ECLI:NL:HR:2013:BY0964

Hoge Raad

Datum uitspraak
1 februari 2013
Publicatiedatum
5 april 2013
Zaaknummer
12/02556
Instantie
Hoge Raad
Type
Uitspraak
Rechtsgebied
Civiel recht; Insolventierecht
Procedures
  • Cassatie
Vindplaatsen
  • Rechtspraak.nl
AI samenvatting door LexboostAutomatisch gegenereerd

Toelating tot schuldsaneringsregeling en cassatieprocedure

In deze zaak heeft de Hoge Raad op 1 februari 2013 uitspraak gedaan in een cassatieprocedure betreffende de toelating tot een schuldsaneringsregeling. De verzoekster, die in deze procedure als [verzoekster] wordt aangeduid, heeft cassatie ingesteld tegen een arrest van het gerechtshof te Leeuwarden. Dit arrest volgde op een vonnis van de rechtbank Leeuwarden van 17 april 2012. De Hoge Raad verwijst naar de eerdere uitspraken in de feitelijke instanties, waarbij het hof op 16 mei 2012 een arrest heeft gewezen dat aan de Hoge Raad is gehecht. De advocaat van de verzoekster, mr. J. Groen, heeft het cassatierekest ingediend, dat eveneens aan de uitspraak van de Hoge Raad is gehecht.
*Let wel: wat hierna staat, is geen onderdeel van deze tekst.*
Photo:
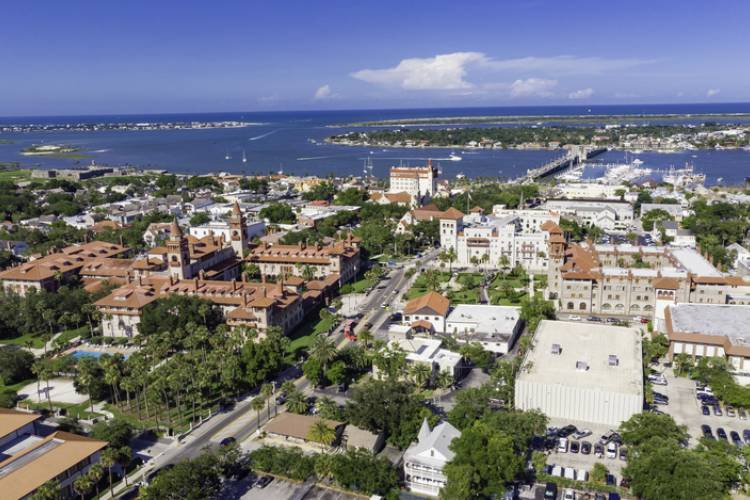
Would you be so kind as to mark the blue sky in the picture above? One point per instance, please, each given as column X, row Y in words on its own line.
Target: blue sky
column 79, row 57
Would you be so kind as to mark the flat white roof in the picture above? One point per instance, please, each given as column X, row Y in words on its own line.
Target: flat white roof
column 713, row 319
column 484, row 318
column 592, row 345
column 694, row 262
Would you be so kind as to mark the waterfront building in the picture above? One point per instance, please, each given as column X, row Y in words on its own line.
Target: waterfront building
column 515, row 238
column 340, row 258
column 425, row 459
column 582, row 372
column 610, row 215
column 711, row 330
column 627, row 280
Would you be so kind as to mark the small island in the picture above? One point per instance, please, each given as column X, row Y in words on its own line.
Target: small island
column 54, row 151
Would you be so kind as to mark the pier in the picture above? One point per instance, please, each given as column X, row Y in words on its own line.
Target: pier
column 576, row 155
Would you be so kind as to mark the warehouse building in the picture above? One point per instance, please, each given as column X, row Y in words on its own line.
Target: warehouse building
column 582, row 372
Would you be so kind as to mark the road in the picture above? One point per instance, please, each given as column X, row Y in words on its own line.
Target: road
column 241, row 419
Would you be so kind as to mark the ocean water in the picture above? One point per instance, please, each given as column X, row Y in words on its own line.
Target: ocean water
column 292, row 142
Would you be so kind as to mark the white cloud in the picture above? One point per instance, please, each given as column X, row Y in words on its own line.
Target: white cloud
column 581, row 94
column 562, row 65
column 323, row 92
column 532, row 87
column 442, row 72
column 451, row 72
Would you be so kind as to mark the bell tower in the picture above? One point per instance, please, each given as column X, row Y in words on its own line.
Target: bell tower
column 237, row 230
column 178, row 253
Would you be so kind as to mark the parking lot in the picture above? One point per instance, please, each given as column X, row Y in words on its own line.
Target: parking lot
column 585, row 462
column 685, row 408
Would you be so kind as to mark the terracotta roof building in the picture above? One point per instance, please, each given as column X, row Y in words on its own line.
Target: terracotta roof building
column 28, row 460
column 341, row 258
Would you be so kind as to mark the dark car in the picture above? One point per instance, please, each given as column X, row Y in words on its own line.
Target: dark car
column 263, row 482
column 586, row 448
column 228, row 441
column 735, row 437
column 566, row 431
column 550, row 491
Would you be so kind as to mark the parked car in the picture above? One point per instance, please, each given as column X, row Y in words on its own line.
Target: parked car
column 550, row 491
column 721, row 433
column 566, row 431
column 586, row 448
column 735, row 437
column 581, row 434
column 263, row 482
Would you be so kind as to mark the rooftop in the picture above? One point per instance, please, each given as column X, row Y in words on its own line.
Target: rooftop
column 713, row 319
column 580, row 354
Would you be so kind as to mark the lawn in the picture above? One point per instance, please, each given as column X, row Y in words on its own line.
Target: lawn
column 37, row 342
column 304, row 335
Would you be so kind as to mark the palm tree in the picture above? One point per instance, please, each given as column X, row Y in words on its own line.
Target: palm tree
column 96, row 473
column 109, row 459
column 421, row 373
column 258, row 404
column 322, row 433
column 296, row 402
column 266, row 391
column 83, row 485
column 366, row 337
column 323, row 350
column 48, row 491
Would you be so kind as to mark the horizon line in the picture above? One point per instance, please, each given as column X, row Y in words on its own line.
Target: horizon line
column 366, row 109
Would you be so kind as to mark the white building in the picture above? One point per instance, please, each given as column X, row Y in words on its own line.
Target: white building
column 582, row 372
column 708, row 330
column 419, row 182
column 491, row 241
column 496, row 328
column 589, row 190
column 425, row 459
column 609, row 215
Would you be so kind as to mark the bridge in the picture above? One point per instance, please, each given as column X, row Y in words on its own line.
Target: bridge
column 575, row 156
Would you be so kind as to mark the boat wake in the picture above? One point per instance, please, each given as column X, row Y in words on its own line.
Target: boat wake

De conclusie van de Advocaat-Generaal, J. Wuisman, was om het cassatieberoep te verwerpen. De Hoge Raad heeft de klachten die in het cassatiemiddel zijn aangevoerd, niet gegrond bevonden. De Hoge Raad oordeelt dat de klachten niet tot cassatie kunnen leiden en dat er geen noodzaak is voor nadere motivering, aangezien de klachten niet leiden tot beantwoording van rechtsvragen die van belang zijn voor de rechtseenheid of de rechtsontwikkeling.

Uiteindelijk heeft de Hoge Raad het beroep verworpen, wat betekent dat de eerdere uitspraken van de rechtbank en het gerechtshof in stand blijven. Dit arrest is openbaar uitgesproken door raadsheer M.A. Loth op 1 februari 2013, en is gewezen door vice-president E.J. Numann als voorzitter en de overige raadsheren.

Uitspraak

1 februari 2013
Eerste Kamer
12/02556
EE/RM
Hoge Raad der Nederlanden
Arrest
in de zaak van:
[Verzoekster],
wonende te [woonplaats],
VERZOEKSTER tot cassatie,
advocaat: mr. J. Groen.
Verzoekster tot cassatie zal hierna ook worden aangeduid als [verzoekster].
1. Het geding in feitelijke instanties
Voor het verloop van het geding in feitelijke instanties verwijst de Hoge Raad naar de navolgende stukken:
a. het vonnis in de zaak 12/266 R van de rechtbank Leeuwarden van 17 april 2012,
b. het arrest in de zaak 200.105.775 van het gerechtshof te Leeuwarden van 16 mei 2012.
Het arrest van het hof is aan dit arrest gehecht.
2. Het geding in cassatie
Tegen het arrest van het hof heeft [verzoekster] beroep in cassatie ingesteld. Het cassatierekest is aan dit arrest gehecht en maakt daarvan deel uit.
De conclusie van de Advocaat-Generaal J. Wuisman strekt tot verwerping van het cassatieberoep.
3. Beoordeling van het middel
De in het middel aangevoerde klachten kunnen niet tot cassatie leiden. Dit behoeft, gezien art. 81 lid 1 RO, geen nadere motivering nu de klachten niet nopen tot beantwoording van rechtsvragen in het belang van de rechtseenheid of de rechtsontwikkeling.
4. Beslissing
De Hoge Raad verwerpt het beroep.
Dit arrest is gewezen door de vice-president E.J. Numann als voorzitter en de raadsheren C.A. Streefkerk, M.A. Loth, C.E. Drion en M.V. Polak, en in het openbaar uitgesproken door de raadsheer M.A. Loth op 1 februari 2013.